Bottom line: Hughes got exceptional treatment, one which has only gone to one other filmmaker, Stanley Kubrick, and he got twice the time Kubrick did. Is it snobbery to suggest that exceptional treatment demands exceptional achievement? I don’t think so. Again, his tribute should have been in the In Memoriam section, where other luminaries like Altman and Wilder have had theirs in recent years. And, 6 minutes or 10, he still shouldn’t have gotten a solo tribute.
Tom Cavender
@Den – Hughes’s script for Miracle on 34th Street added a cartoonish bad guy played by Joss Ackland, with cartoonish henchmen played by James Remar and Jane Leeves. There’s a badly drawn subplot about Ackland’s conglomerate trying to buy out Cole’s Department Store (the Macy’s of the original). Worst of all, the clever conclusion of the trial of Kris Kringle in original involving the post office gives way to a thoroughly ham-handed and stupid revelation by the judge involving the use of “In God We Trust” on US coins, thrown together with huge crowds lining the streets chanting, “I believe!” Most of the acting isn’t bad – Attenborough is wonderful, Elizabeth Perkins is good, but Dylan McDermott is miscast. Still, it’s very inferior to the original, and the fault lies mainly with the script.
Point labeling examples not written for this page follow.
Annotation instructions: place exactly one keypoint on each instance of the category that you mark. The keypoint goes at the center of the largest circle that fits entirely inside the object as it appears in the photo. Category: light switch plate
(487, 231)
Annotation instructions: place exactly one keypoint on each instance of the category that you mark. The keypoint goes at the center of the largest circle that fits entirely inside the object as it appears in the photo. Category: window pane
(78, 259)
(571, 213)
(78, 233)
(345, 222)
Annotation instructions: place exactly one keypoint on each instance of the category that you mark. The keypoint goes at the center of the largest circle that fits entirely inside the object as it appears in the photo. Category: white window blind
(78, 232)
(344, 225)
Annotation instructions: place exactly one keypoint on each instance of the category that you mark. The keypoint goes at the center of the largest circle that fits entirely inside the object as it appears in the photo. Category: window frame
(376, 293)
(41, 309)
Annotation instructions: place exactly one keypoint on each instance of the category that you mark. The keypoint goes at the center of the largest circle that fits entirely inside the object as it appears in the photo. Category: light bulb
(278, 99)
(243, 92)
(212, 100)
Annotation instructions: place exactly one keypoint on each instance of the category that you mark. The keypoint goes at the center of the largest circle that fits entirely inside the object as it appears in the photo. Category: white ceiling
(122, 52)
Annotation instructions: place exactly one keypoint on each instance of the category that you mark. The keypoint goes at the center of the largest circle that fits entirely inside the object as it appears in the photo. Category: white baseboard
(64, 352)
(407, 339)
@Irving Contreras – Word is that Hughes loved Chicago (you can see this in his films) and didn’t like Hollywood very much. There have also been hints out there that Hughes was disappointed in the reception his films were getting, and that’s one reason why he began writing under the pseudonym Edmond Dantes (the name of the lead character in “The Count of Monte Cristo”). Whether he chose this name because of a love for Dumas’s book, or because he felt he was as wronged by the business as Dantes was in the book is an open question.
A couple of interesting points that strike me re: Hughes (and as I’ve said before, I’m not a fan): his signature work (teen dramedies) comprised six films over a three year period, four written and directed by him and the other two directed by others from his scripts. I think his best film, “Planes, Trains, and Automobiles”, came from the year he stopped making teen films, 1987. After a couple of forays into more adult-oriented fare (“Planes…”, “She’s Having a Baby”, “Only the Lonely”), his remaining films were kid-oriented comedies, including the “Edmond Dantes” scripts.